The bloc is lifting Covid-19 restrictions on travelers from an additional eight countries and territories.
European Union diplomats have just agreed to allow non-essential travel from Hong Kong, Macau, and Taiwan into the 27-state bloc, putting them on a “white list” of epidemiologically safe places to be reviewed every two weeks. The trio now joins six other jurisdictions in the Asia-Pacific region that are already on the list, namely Australia, Japan, New Zealand, Singapore, South Korea, and Thailand. The decision was made at a meeting yesterday in Brussels, and Albania, North Macedonia, Serbia, Lebanon, and the United States were also accepted as new entrants. The United Kingdom was conspicuously left out, with officials citing their concerns over the surge of infections involving the Delta variant. To be included on the white list, countries or regions must have recorded less than 75 coronavirus cases per 100,000 people over the past 14 days.
When the updated list is approved, Brussels will issue a broad recommendation to exempt residents of those areas from a blanket travel ban first imposed in March 2020. But this is not legally binding as E.U. member states retain the right to determine their own entry rules, and can still require coronavirus testing or even quarantine for travelers from white list countries.
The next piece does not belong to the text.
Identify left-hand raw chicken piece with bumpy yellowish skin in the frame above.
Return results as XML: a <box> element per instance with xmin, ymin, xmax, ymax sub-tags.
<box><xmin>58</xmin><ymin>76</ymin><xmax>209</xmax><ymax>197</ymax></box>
Though the move was announced just in time for the summer holiday season, residents of Asia have little incentive to book a long-haul vacation to the continent. Two-way quarantine-free travel between the E.U. and Asia is not yet possible as no Asian countries or territories have so far negotiated travel bubbles with any of the bloc’s member states.
Current rules dictate that anyone arriving in Singapore from Europe must be quarantined for 21 days at a dedicated quarantine hotel. Hong Kong requires those returning from most E.U. countries to be in self-isolation for the same length of time, although residents who have been fully vaccinated will see their quarantine period shortened to 14 days.